If the Senate passes the bipartisan bill, Big Tech won’t be able to favor its own products.
Should the American Innovation and Choice Online Act be passed by the Senate, Amazon, Apple, Google, and Facebook may soon encounter obstacles when attempting to promote their own items on their platforms.
Senator Amy Klobuchar, a Minnesota Democrat and chair of the Senate Judiciary Committee’s antitrust subcommittee, and Senator Chuck Grassley, an Iowa Republican and ranking member of the Judiciary Committee, introduced the bill, which is similar to a House version that passed the House Judiciary Committee.
The bill, according to Klobuchar’s office, will be introduced next week and will prohibit Big Tech platforms from mandating vendors operating on their platforms to acquire their goods or services. It would also prevent them from favoring their own products in search rankings.
“As dominant digital platforms—some of the largest companies our world has ever seen—give preference to their own products and services, we must put policies in place to ensure small businesses and entrepreneurs still have a chance to succeed in the digital marketplace,” Klobuchar said in a statement.

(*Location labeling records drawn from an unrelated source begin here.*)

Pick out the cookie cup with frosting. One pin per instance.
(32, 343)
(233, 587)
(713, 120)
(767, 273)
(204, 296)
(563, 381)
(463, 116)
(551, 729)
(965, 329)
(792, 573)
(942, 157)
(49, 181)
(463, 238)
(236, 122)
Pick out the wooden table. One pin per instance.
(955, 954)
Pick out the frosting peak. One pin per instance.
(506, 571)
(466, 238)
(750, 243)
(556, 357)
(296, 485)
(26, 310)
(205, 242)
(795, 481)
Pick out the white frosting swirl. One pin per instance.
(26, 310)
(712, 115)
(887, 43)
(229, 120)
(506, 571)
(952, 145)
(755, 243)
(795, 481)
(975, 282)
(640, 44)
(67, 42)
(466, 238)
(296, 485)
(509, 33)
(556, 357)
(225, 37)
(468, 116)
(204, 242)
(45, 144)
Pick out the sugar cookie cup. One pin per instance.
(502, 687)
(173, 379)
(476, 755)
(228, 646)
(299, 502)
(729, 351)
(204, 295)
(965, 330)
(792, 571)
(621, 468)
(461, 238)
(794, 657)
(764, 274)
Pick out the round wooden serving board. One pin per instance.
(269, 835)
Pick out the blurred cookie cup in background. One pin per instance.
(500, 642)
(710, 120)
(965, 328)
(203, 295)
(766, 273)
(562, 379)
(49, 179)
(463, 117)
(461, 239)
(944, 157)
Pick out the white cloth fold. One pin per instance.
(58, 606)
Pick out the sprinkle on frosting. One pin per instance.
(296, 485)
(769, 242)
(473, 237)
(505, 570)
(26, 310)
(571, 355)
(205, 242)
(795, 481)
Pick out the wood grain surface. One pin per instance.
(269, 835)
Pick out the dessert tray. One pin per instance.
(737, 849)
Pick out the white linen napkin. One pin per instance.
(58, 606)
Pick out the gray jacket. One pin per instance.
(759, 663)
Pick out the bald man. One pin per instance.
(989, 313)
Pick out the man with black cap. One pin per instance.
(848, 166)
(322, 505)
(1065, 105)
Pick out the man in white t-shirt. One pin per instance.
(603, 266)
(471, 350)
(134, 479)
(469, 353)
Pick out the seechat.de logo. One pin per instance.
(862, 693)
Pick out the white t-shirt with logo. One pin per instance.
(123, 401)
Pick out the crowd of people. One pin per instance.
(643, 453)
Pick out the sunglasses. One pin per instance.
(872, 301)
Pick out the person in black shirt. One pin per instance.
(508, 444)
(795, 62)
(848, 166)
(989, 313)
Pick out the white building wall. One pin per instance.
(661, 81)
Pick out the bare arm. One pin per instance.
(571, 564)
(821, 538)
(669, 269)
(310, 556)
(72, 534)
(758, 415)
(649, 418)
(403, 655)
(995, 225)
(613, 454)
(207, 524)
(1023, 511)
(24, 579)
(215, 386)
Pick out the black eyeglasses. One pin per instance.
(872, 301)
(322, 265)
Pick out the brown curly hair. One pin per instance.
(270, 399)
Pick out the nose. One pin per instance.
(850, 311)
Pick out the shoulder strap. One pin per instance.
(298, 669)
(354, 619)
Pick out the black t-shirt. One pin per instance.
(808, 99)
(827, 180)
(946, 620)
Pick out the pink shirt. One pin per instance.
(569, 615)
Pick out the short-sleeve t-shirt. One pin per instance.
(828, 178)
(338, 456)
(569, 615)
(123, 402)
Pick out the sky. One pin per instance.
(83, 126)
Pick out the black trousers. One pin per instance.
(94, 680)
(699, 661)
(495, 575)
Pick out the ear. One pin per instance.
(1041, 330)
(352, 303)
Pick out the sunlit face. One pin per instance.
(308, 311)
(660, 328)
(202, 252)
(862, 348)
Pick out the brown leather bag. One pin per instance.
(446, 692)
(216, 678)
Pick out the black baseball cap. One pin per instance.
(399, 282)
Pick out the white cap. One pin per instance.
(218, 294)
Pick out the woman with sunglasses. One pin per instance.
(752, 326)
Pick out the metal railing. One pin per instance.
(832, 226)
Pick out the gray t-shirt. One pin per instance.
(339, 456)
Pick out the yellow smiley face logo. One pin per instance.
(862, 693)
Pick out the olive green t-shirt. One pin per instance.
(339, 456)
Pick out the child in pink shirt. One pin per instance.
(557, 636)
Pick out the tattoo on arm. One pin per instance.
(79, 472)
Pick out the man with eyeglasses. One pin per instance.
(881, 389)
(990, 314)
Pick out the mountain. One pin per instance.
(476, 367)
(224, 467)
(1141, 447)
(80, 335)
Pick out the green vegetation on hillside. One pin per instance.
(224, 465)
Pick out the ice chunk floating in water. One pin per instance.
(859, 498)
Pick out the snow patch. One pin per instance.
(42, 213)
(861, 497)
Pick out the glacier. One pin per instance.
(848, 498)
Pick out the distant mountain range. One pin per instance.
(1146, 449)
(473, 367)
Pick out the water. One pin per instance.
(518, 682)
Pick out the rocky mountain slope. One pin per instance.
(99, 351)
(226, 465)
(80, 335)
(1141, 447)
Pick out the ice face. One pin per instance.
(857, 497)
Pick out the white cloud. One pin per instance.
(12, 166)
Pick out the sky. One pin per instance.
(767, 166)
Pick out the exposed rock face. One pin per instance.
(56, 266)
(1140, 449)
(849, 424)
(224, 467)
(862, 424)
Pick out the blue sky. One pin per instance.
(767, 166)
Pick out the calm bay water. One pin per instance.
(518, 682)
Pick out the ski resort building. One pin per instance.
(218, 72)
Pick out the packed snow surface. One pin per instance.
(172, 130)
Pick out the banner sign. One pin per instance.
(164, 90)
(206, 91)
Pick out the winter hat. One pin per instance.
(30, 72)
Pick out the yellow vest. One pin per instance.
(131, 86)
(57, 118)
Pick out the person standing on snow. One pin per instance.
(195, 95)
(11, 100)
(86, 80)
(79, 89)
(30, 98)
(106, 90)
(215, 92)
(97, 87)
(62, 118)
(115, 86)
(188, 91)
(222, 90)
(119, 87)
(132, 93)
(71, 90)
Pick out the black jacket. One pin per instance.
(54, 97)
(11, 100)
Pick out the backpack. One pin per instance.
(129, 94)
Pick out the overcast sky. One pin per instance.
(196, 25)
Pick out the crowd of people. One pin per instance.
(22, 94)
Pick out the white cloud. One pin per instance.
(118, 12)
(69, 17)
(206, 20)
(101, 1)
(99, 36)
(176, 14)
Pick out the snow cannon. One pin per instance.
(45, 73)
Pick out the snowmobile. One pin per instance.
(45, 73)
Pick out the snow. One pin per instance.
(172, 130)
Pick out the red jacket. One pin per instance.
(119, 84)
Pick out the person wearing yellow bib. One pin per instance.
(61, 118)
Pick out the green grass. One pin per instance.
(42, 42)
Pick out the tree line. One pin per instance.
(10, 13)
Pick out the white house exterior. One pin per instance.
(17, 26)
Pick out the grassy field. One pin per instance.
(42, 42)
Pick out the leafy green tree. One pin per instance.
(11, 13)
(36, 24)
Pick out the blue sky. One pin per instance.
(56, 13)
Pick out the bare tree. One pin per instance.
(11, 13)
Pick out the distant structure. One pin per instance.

Apple and Google have had public spats with service providers such as Spotify and Epic Games over control of their own app marketplaces. Epic Games is still facing legal action as a result of its choice to divert customers away from app marketplaces to make purchases. For this, the two tech companies kicked the developer from their platforms.
Similarly, Spotify is still embroiled in an antitrust action in the European Union, alleging that Apple is unjustly hindering competitors to its streaming service, Apple Music. Third-party Amazon sellers claim that Amazon prioritizes its own private label products over their own. Google, according to Yelp and TripAdvisor, burys their connections in favor of its own review system.
For a long time, Congress has been focused on limiting Big Tech’s dominance. While progressives have chastised the corporations for what they believe to be worker exploitation, Trump supporters have condemned them for deleting the former president’s accounts.
“Our rules have not adjusted to keep up with Big Tech’s growth and evolution over the years to ensure these corporations are competing fairly,” Grassley said in a statement. “If Big Tech behaves, they must be held accountable.” This is a condensed version of the information.